We can bind file extensions to loaders so we just need to write: require("./style.css")

update entry.js

- require("!style!css!./style.css");
+ require("./style.css");
document.write(require("./content.js"));
Run the compilation with:
webpack ./entry.js bundle.js --module-bind 'css=style!css'
Some environments may require double quotes: –module-bind “css=style!css”
You should see the same result:
A CONFIG FILE
We want to move the config options into a config file:

add webpack.config.js

module.exports = {
    entry: "./entry.js",
    output: {
        path: __dirname,
        filename: "bundle.js"
    },
    module: {
        loaders: [
            { test: /\.css$/, loader: "style!css" }
        ]
    }
};
Now we can just run:
webpack
to compile:
Version: webpack 1.14.0
Time: 163ms
    Asset     Size  Chunks             Chunk Names
bundle.js  10.7 kB       0  [emitted]  main
chunk    {0} bundle.js (main) 8.85 kB [rendered]
    [0] ./tutorials/getting-started/config-file/entry.js 64 bytes {0} [built]
    [1] ./tutorials/getting-started/config-file/style.css 943 bytes {0} [built]
    [2] ../~/css-loader!./tutorials/getting-started/config-file/style.css 197 bytes {0} [built]
    [3] ../~/css-loader/lib/css-base.js 1.51 kB {0} [built]
    [4] ../~/style-loader/addStyles.js 6.09 kB {0} [built]
    [5] ./tutorials/getting-started/config-file/content.js 45 bytes {0} [built]
The webpack command-line will try to load the file webpack.config.js in the current directory.

A PRETTIER OUTPUT

If the project grows the compilation may take a bit longer.
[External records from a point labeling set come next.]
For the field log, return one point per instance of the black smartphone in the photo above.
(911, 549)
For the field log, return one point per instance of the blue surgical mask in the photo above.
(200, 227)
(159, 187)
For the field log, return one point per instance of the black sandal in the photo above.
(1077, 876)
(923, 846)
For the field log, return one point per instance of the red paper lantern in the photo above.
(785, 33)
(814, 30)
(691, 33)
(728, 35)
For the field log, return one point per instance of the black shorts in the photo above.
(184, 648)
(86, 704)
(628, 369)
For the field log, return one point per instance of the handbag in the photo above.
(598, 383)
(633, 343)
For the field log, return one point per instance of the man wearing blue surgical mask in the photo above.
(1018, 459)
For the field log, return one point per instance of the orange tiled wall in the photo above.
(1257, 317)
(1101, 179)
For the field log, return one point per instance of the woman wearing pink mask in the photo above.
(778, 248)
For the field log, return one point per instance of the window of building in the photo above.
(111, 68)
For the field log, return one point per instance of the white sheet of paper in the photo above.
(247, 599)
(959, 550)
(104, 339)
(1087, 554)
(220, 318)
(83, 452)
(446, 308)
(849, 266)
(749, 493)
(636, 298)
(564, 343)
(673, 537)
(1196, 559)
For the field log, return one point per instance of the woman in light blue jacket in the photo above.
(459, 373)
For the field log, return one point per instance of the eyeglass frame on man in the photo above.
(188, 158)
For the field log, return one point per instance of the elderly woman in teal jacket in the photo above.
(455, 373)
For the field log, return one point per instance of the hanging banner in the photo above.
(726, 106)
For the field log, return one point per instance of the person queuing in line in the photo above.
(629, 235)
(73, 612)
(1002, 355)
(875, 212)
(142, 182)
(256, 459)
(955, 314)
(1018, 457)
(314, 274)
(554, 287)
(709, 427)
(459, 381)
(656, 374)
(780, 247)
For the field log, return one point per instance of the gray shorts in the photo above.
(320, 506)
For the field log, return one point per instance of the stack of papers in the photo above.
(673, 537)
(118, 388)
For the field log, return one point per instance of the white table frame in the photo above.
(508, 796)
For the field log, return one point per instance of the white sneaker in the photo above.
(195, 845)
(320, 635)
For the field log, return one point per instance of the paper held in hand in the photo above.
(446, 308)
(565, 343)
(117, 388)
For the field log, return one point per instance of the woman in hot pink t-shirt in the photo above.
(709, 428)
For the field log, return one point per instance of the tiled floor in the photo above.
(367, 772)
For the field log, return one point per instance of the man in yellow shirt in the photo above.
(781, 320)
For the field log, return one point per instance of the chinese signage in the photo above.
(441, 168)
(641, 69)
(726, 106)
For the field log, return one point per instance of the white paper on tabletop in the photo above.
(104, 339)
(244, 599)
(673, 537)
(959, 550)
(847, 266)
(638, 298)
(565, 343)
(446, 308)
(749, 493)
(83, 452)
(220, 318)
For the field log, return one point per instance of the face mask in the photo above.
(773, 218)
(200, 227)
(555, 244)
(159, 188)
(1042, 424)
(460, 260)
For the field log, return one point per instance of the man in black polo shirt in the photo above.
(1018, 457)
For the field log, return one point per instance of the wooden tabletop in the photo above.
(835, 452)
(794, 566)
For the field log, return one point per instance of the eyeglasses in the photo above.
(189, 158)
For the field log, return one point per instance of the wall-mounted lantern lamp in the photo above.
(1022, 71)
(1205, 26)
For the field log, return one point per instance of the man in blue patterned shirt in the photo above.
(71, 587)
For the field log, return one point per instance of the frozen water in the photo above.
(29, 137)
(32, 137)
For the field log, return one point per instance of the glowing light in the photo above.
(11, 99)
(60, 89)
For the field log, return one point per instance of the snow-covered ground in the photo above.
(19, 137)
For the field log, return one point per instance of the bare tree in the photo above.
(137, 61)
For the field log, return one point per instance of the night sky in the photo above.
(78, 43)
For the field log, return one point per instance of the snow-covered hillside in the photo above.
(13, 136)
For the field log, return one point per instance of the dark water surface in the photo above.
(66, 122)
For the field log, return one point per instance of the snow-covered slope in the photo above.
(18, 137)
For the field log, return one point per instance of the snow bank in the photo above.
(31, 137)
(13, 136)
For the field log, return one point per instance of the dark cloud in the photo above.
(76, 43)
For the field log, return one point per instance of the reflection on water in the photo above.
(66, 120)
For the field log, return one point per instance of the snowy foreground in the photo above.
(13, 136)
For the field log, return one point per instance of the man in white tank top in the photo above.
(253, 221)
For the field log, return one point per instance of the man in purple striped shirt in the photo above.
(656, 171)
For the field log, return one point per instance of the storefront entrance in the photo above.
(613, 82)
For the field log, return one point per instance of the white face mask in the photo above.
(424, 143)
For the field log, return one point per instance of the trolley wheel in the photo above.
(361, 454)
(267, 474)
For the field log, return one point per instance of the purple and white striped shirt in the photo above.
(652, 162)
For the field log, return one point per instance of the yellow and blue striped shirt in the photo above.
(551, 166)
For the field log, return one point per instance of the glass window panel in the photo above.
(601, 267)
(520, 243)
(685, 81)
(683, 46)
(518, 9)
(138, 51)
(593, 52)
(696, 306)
So we want to display some kind of progress bar. And we want colors…
We can achieve this with
webpack --progress --colors

WATCH MODE

We don’t want to manually recompile after every change…
webpack --progress --colors --watch
Webpack can cache unchanged modules and output files between compilations.
When using watch mode, webpack installs file watchers to all files, which were used in the compilation process. If any change is detected, it’ll run the compilation again. When caching is enabled, webpack keeps each module in memory and will reuse it if it isn’t changed.

DEVELOPMENT SERVER

The development server is even better.
npm install webpack-dev-server -g
webpack-dev-server --progress --colors
This binds a small express server on localhost:8080 which serves your static assets as well as the bundle (compiled automatically). It automatically updates the browser page when a bundle is recompiled (SockJS). Open http://localhost:8080/webpack-dev-server/bundle in your browser.

The dev server uses webpack’s watch mode. It also prevents webpack from emitting the resulting files to disk. Instead it keeps and serves the resulting files from memory.